Regarding the histological type, the pure type was 41/103 cases (39.8%), the mixed type with predominant and focal type was 47/103 cases (45.6%), and the others were not shown. In mixed type of the bladder, pelvis, ureter, and urethra, the most commonly coexisted histological subtypes were high-grade urothelial carcinoma, adenocarcinoma, and squamous carcinoma. In addition to LELC, the coexistent Gleason 3+3 ( ), 3+4 ( ), and 4+3 ( ) conventional acinar adenocarcinoma had a ductal component ( ) in the prostate. In situ hybridization was negative for EBV-encoded RNA in the 35 cases of all.

The patients with LELC were mostly diagnosed at high stages. Tumor stages of the bladder, pelvis, and urethra were as follows: 14/98 cases T1 (14.3%); 49/98 cases T2 (50.0%); 30/98 cases T3 (30.6%); 2/98 cases T4 (2.0%); the others were not shown. Regarding LELC of the prostate, 1/5 case was T1 (20%), 3/5 cases were T3 (60%), and 1/5 case was T4 (20%). All 85/103 cases (82.5%) were diagnosed at more than T2 stages.

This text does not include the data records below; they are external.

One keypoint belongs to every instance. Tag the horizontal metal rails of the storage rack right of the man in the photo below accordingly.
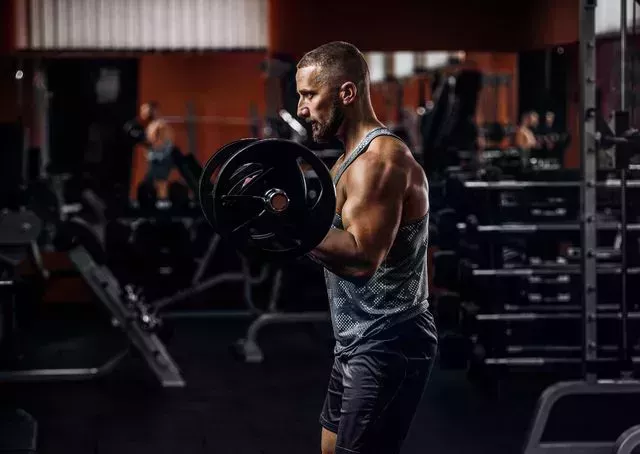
(539, 306)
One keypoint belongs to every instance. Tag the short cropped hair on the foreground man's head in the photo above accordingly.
(339, 62)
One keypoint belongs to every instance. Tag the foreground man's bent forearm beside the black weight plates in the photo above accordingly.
(339, 253)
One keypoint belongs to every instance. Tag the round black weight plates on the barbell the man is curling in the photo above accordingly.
(273, 199)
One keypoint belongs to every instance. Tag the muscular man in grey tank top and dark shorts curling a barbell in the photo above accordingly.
(375, 260)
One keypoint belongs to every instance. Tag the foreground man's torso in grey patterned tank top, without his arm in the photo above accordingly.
(365, 313)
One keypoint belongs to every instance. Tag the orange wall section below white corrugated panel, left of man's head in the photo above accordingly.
(218, 84)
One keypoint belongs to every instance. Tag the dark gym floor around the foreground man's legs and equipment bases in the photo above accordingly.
(229, 406)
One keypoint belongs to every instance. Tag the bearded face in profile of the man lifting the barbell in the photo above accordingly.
(318, 105)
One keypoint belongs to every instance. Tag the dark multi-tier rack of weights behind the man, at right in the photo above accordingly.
(519, 272)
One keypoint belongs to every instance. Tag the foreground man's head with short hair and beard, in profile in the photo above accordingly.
(333, 82)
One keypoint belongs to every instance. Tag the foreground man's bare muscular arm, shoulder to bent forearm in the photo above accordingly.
(371, 216)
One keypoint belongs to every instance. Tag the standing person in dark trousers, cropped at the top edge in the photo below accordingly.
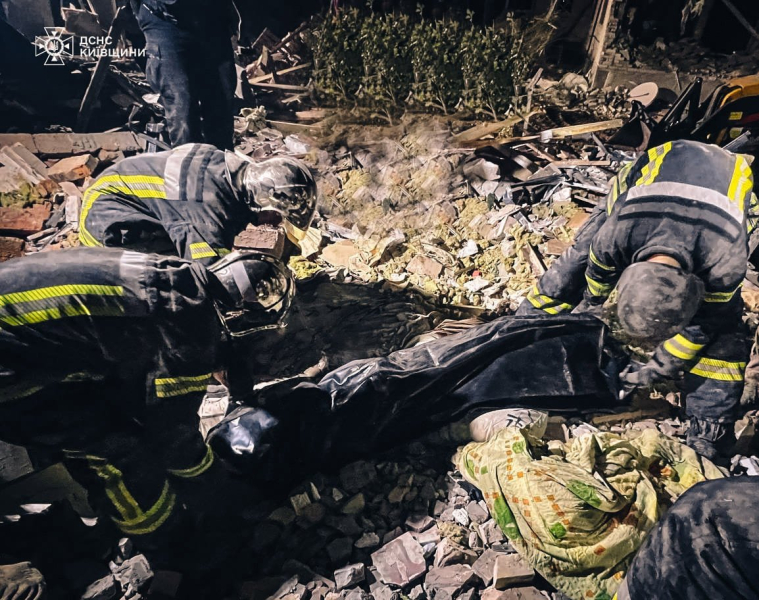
(190, 63)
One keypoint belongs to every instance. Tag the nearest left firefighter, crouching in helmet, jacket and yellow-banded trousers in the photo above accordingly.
(105, 355)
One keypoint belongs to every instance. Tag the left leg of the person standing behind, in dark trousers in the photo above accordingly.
(169, 66)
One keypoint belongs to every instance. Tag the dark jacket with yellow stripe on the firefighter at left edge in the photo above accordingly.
(107, 313)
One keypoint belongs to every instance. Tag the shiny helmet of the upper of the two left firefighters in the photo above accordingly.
(280, 184)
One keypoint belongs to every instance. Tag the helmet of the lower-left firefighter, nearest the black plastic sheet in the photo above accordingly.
(259, 290)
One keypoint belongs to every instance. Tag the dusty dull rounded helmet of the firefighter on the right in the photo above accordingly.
(655, 301)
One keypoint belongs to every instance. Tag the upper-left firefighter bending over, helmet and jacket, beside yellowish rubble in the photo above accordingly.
(194, 200)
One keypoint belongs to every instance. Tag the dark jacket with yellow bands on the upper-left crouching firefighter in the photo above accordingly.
(185, 194)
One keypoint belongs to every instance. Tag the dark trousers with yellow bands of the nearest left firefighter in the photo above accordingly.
(133, 463)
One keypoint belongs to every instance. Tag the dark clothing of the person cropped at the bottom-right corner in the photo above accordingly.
(705, 547)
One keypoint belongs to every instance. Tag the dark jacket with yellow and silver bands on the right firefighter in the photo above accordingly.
(687, 200)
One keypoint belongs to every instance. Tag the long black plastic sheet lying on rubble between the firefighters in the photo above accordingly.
(369, 405)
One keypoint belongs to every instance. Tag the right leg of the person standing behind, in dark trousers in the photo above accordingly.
(216, 79)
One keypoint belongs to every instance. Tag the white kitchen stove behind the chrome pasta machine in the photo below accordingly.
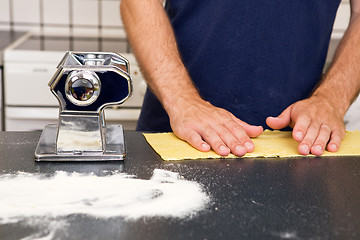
(30, 63)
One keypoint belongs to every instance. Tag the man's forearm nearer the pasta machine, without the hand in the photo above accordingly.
(153, 42)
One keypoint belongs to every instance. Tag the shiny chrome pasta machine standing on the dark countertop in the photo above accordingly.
(84, 84)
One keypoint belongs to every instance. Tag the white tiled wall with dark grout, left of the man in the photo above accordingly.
(76, 17)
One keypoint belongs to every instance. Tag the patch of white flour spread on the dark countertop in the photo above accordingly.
(27, 195)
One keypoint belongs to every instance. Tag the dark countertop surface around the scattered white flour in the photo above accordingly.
(300, 198)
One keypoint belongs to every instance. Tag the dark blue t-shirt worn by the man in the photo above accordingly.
(253, 58)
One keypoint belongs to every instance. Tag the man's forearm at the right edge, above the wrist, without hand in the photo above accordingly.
(341, 84)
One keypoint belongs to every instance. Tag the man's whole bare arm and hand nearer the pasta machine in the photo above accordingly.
(192, 119)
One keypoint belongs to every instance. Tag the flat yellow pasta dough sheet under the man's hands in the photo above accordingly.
(268, 144)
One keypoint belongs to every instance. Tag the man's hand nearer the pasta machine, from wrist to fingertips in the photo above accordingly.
(205, 126)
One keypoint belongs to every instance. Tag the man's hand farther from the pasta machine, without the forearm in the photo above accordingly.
(316, 123)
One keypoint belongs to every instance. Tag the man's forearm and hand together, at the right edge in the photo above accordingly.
(318, 121)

Treatment for LELC with bladder, pelvis, ureter, and urethra consisted of radical cystectomy in 34/98 cases (34.7%), partial cystectomy in 7/98 cases (7.1%), TUR in 46/98 cases (46.9%), nephroureterectomy in 6/98 cases (6.1%), nephrectomy in 2/98 (2.0%), ureterectomy in 1/98 (1%), and the other cases were unknown. Adjuvant therapies were chemotherapy in 28/98 (28.6%), radiotherapy in 17/98 (17.3%), and intravesical chemotherapy in 3/98 (3.1%). On the other hand, treatment for LELC with prostate consisted of radical prostatectomy in 2/5 cases (40%) and TUR in 3/5 cases (60%). In some case, LELC was unexpected finding at the time of TUR for benign prostatic hyperplasia.

The mean followup was 21.7 months (range, 0–216 months) in 92 cases with LELC of bladder, pelvis, ureter, and urethra. Regarding the outcome, the 61/92 cases (66.3%) had no evidence of disease, 14/92 cases (15.2%) were tumor death, 9/92 cases (9.8%) had metastasis (lung, lymph nodes, skin, and abdomen), and 8/92 cases (8.7%) were death of other cause. In 4 cases with LELC of prostate, the mean duration was 20.3 months (range, 8–26 months). The outcomes of 4 cases were tumor death.

4. Discussion

LELC often manifests in T2-T3 stages and occurs predominantly in male patients with an average age of 60 years. Although rates of metastases range from 10% to 15%, the present tumor was associated with a favorable prognosis and a 5-year survival of 59%, achieving 62% in the pure type [8]. The pure or predominant type responds better to chemotherapy than conventional urothelial carcinoma [5], and this provides a potential to salvage bladder function. This advantage is lost when the urothelial elements predominate. Lopez-Beltran et al. [7] reported that 2 of 3 patients with pure type received transurethral resection of the bladder and adjuvant chemotherapy. The both showed no evidence of disease at 21 and 47 months. Tamas et al. [5] reported that 2 of 3 pure cases received chemotherapy, and the both showed no evidence of disease at 4 and 65 months. In most cases, the platinum-based chemotherapies were performed [9]. Furthermore, a recent study also reported that patients treated with cystectomy had a prognosis similar to conventional urothelial carcinoma. Our case underwent radical cystectomy and no evidence of disease 10 months after surgery. In case of metastasis, the platinum-based chemotherapies will be scheduled. However, as with other variants of bladder tumors, there are no clear guidelines for the treatment of LELC. It is strongly suggested that clear guideline for LELC is needed.